Bunları sizin yokluğunuzda, Avrupalı, Japon, Çin vs. işbirliği ile yapıyoruz. Kimsenin aklına yurt dışından bir belediye başkanı getirmek gelmiyor. O nedenle sizlerin bu işe ön ayak olmanız, eski vatanınıza avdet etmeniz, vatandaşlık hakkı alıp seçen ve seçilen olmanız gerekiyor.
 
90 yılda yaklaşık yap yıklarla 20 milyon konut, işyeri ve kamu binasını bilmem kaç kez değiştirilen veya tadil edilen kent nazım imar planlarına uygun veya değil, umursamadan inşa ettik. Ama bu kadar yapı arasından bir tanesini dünya turizmine tanıtamadık!

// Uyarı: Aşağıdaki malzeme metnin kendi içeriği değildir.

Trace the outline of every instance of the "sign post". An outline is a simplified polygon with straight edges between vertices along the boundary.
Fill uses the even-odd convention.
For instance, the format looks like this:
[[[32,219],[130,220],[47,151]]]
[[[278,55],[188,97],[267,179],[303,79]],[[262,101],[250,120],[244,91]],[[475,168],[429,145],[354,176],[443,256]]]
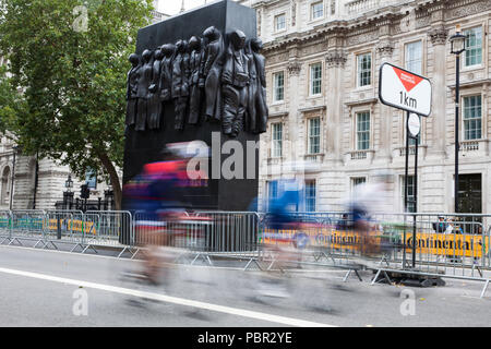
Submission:
[[[404,209],[408,210],[408,172],[409,172],[409,139],[415,140],[415,195],[411,203],[417,208],[418,200],[418,142],[421,130],[420,116],[431,113],[431,83],[421,75],[411,73],[391,63],[383,63],[379,76],[379,99],[382,104],[406,111],[406,169],[404,178]],[[406,216],[404,216],[406,225]],[[406,229],[403,236],[406,251]],[[412,217],[412,267],[416,267],[416,215]],[[403,268],[406,267],[406,252],[403,254]]]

Tanıtım beceriksizliğimizden değil; tanıtmaya değer bulamadığımızdan!
 
Biliyorsunuz, Türkiye eski Türkiye olmadığı gibi Müslüman da eski Müslüman değil!
Sizden sonra bizlere bir şeyler oldu! Türk – Kürt diye bir mevzu çıktı, tutturduk gidiyoruz. Bunun ne Türke ne Kürde bir faydası oldu. Biz bu konuları kapatmak, herkesle yeni yeni ve pırıl pırıl sayfalar açmak istiyoruz.
Bırakalım eski basit dargınlıkları, bu cennet vatan sadece şimdiki değil, eski bizlerin de vatanı!
Yepyeni bir Türkiye’yi kurmak için vergi tabanında ve gönüllü askerlik hizmetinde buluşabiliriz!
Yeni Türkiye’nin, eski ve yeni bizlerle çok daha iyi olacağından eminim!
İnanın her şey daha güzel olacak!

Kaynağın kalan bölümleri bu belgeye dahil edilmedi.